University of Queensland researchers have found there are two key reasons people choose to be anonymous online – self-expression or toxic behaviour.

The research found people who opted for online anonymity struggled with a clear sense of identity. Image: Adobe.

A team led by PhD candidate Lewis Nitschinsk from UQ’s School of Psychology collected data from more than 1,300 participants across the globe via an online survey and daily diary, where they tracked their online behaviour over a week.

“Our study specifically looked at what people do online when they’re anonymous, as opposed to when they make themselves identifiable,” Mr Nitschinsk said.

“We wanted to understand who seeks out anonymous online environments, why they do it and what they hope to achieve.

“We found some participants engaged in behaviours such as chatting with other people or building relationships, reflecting a motive of self-expression.

“These are people who may feel self-conscious or socially anxious in the real word, so being anonymous online may make them feel less vulnerable.”

The researchers found other users engaged in antisocial interactions such as trolling or cyberbullying.

“When people are anonymous, they are often unaccountable for their actions which may amplify these antisocial behaviours,” Mr Nitschinsk said.

“These so-called ‘keyboard warriors’ appear to be motivated by toxic behaviour.”

Mr Nitschinsk said previous research has shown people behave differently when anonymous online because they feel free of social constraints.

“Our research further showed individuals who opted for online anonymity struggled with a clear sense of identity,” he said.

“But a key difference was the people motivated by self-expression were more likely to be self-conscious and socially anxious, whereas those motivated by toxic behaviour were more likely to exhibit sadistic or psychopathic tendencies.”

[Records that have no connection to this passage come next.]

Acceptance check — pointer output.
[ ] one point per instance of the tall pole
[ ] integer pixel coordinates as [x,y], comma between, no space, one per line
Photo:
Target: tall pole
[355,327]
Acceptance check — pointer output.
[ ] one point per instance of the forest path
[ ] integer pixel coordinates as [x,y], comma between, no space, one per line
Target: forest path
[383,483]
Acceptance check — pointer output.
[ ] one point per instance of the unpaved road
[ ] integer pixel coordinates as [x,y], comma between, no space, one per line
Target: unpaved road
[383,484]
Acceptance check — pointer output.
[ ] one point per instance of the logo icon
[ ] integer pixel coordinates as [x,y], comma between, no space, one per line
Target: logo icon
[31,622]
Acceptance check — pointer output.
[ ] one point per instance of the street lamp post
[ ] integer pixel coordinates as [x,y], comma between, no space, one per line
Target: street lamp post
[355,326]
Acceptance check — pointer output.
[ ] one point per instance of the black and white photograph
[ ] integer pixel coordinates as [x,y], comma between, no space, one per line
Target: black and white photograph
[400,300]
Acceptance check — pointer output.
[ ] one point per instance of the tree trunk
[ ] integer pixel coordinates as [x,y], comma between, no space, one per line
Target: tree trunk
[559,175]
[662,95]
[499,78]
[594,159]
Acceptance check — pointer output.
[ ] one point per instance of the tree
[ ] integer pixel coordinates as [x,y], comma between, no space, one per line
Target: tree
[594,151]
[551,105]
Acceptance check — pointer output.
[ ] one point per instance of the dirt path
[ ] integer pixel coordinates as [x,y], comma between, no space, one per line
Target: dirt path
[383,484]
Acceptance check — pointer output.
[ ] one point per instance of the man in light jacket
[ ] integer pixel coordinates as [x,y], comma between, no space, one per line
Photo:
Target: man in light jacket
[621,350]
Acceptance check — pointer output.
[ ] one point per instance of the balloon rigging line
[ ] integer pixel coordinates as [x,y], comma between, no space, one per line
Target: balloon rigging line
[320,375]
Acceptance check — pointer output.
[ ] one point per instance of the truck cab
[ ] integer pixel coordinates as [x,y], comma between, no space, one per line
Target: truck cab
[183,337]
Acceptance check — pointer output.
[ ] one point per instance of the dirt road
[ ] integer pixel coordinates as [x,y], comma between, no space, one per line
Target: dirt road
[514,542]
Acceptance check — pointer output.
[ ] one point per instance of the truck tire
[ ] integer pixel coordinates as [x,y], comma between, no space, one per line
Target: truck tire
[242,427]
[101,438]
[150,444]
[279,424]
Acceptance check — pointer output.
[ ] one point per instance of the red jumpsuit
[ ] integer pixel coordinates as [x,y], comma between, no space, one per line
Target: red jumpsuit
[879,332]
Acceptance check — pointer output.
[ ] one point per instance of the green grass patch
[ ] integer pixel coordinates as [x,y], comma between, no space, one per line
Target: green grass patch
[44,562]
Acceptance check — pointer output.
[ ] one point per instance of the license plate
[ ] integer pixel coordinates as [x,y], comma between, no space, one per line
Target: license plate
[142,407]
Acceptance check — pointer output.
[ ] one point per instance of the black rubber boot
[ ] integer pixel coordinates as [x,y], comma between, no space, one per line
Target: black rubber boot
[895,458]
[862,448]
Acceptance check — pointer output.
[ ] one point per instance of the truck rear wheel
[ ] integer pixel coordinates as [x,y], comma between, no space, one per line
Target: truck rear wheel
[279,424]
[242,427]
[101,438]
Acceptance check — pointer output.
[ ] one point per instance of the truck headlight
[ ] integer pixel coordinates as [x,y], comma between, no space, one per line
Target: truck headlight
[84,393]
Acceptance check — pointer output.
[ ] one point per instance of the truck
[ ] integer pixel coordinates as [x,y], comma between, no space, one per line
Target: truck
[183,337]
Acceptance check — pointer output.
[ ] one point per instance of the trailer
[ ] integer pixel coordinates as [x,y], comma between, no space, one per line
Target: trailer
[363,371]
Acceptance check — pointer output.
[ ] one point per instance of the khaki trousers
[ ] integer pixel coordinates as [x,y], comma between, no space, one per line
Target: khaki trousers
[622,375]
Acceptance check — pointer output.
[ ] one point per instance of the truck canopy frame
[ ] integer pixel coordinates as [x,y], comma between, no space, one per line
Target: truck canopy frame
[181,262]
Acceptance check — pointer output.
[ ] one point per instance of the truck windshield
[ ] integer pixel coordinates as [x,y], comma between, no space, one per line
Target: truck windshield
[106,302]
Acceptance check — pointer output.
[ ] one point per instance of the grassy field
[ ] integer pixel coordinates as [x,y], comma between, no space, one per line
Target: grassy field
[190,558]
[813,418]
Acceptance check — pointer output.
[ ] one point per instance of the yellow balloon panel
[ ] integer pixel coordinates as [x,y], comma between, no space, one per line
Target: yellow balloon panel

Mr Nitschinsk said the results help understand the complexities of how people interact online.

“Learning about different motivations means we can be better informed about potential benefits and risks of being anonymous online, and interacting with other anonymous people in online communities,” he said.

“The next stage of our research is to understand how seeking anonymity is associated with one’s wellbeing and how anonymous online behaviour differs across cultures.”

The research is published in Society for Personality and Social Psychology.